# Streaming from tivo (vserver)



## nitrochicken (Sep 9, 2006)

Hi,

I've recently installed a cachecard in my tivo and have managed to get tivoweb running with various modules and also endpad.
I also have tserver installed and can extract recordings from tivo.
The thing that I am finding difficult is streaming recordings to my pc. I have searched the web for information on how to do this but can't seem to find anything specific or complete. I have found out that I need to run vserver on tivo but even this comes in many different versions, some of which don't even seem to run on tivo when I try.

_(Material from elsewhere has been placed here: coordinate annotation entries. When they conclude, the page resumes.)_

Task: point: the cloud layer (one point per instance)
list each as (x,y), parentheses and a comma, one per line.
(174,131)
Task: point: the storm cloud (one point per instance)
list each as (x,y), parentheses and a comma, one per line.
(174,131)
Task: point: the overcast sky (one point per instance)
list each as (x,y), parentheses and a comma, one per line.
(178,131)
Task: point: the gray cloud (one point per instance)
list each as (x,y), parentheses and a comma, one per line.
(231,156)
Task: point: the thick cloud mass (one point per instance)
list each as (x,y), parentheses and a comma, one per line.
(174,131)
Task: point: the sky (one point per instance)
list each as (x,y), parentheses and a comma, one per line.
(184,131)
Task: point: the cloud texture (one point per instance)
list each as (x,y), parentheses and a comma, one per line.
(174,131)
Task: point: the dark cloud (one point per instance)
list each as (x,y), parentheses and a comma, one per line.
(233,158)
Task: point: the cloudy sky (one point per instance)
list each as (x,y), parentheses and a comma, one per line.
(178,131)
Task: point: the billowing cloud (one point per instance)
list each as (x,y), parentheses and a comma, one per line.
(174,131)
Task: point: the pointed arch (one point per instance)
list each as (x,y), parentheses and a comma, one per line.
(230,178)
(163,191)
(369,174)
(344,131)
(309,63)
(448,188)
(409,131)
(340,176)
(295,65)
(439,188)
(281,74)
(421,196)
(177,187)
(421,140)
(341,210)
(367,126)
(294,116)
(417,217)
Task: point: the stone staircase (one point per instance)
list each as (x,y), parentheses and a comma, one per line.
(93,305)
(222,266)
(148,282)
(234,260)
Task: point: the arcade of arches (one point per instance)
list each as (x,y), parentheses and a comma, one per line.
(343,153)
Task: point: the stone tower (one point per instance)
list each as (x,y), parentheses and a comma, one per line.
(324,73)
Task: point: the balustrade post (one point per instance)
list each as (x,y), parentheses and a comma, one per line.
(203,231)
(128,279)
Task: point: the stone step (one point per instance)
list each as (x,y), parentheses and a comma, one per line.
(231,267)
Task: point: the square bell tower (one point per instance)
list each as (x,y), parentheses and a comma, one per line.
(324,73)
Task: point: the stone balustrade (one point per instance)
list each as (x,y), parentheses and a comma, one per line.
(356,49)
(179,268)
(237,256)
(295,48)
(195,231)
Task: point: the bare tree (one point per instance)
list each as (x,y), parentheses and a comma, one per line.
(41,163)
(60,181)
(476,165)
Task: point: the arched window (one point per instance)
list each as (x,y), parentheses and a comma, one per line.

Has anyone managed to get this working on a uk tivo that could maybe explain to me how I could do the same? Any help/pointers are appreciated.

Thanks


----------



## cwaring (Feb 12, 2002)

I don't think this subject can be discussed here as it is akin to video extraction, talk of which is banned on this Forum. However, I would also be interested in answers as I too have never managed to get it working


----------



## chrisd (Oct 24, 2003)

AFAIK you need to use tivoweb plus


----------



## PaulWilkinsUK (Mar 20, 2006)

Go buy a Mac ! TiVoTool and vserver allows streaming to your mac or macbook. Even one button conversion to your video ipod. Oh and you can watch Live TV via the stream too.


----------



## ...coolstream (Dec 10, 2005)

You've been PMed, nitrochicken!


----------



## sanderton (Jan 4, 2002)

You don't need TWP. You do need the right version of vserver. This is not the place - go to Deal databse for such discussion.


----------



## jonphil (Aug 7, 2002)

Try the forum on deal database they openly allow discussions about Tytools. Also links the latest version. I have it working on my Tivo.


----------



## benallenuk (Aug 1, 2005)

just thought i'd let you know that i got vserver working fine, it streams recordings to windows media player. 

works a treat, even on 11mbit wirelsss.

cheers

Ben


----------